Random thoughts about Stephen King’s ‘The Shining’ and ‘Doctor Sleep’

In the last few months I’ve quickly mowed my way through both books Stephen King wrote about Danny Torrance and I think the contrast between them has interesting implications.  The dialogue between the two is intrigueing but the second one needs it more than the first, a little too much, actually.

Within the first few chapters of Doctor Sleep dealing with the True Knot characters the town Jerusalem’s Lot is mentioned, to say nothing of the close resemblance between the True Knot and the way vampires are portrayed in both ‘Salem’s Lot and the fifth Dark Tower book.  The ‘Salem’s Lot nods contained within a Shining sequel is telling.  That this is a sequel about Danny Torrance as an adult emulating his father’s mistakes also adds to the implications here.

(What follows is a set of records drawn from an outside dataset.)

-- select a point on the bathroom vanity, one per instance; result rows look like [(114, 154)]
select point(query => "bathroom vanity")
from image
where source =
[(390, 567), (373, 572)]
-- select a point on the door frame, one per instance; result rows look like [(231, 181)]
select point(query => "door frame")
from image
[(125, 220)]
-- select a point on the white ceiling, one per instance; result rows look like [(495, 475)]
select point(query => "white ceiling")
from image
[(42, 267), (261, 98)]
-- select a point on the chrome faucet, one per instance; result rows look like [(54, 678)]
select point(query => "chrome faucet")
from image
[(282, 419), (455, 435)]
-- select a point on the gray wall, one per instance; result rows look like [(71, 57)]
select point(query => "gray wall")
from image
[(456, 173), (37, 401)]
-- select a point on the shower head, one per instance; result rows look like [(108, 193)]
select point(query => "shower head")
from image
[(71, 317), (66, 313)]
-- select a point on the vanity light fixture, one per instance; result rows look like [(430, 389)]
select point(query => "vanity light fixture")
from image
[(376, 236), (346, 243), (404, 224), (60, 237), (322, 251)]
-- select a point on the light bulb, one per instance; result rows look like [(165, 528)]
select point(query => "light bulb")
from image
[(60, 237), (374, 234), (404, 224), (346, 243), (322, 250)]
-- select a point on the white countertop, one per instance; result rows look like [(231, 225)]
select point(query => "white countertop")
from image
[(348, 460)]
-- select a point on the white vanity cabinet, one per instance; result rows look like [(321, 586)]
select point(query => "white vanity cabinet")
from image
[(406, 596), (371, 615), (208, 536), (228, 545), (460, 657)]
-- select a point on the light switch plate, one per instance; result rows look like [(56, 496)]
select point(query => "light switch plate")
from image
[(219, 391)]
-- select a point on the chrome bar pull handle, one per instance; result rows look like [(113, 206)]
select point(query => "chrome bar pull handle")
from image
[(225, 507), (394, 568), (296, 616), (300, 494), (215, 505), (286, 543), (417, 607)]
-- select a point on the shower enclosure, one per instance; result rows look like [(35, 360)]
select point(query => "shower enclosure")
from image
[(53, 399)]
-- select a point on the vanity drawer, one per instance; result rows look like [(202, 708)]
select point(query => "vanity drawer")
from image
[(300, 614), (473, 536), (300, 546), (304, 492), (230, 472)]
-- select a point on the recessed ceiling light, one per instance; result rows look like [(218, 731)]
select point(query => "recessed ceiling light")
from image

As a creative writer myself and a litcrit buff I found this interesting but not sufficient to carry the whole weight of Doctor Sleep.  The overly-formulaic story can only lead me to believe that Stephen King’s possibly unconscious wish to comment on his earlier work was his main motivation here.  The lack of balance and chemistry between the creative retrospective and the lazy plot construction is just too bad since a few characters are written very well and I enjoyed spending time with them (I’m thinking specifically of grown-up Danny, Abra, Abra’s Momo, Rose The Hat and Snakebite Andi- more on that last one later).  In the end I would give Doctor Sleep a C-.  I still enjoyed reading it, though, and may actually re-read it at some point.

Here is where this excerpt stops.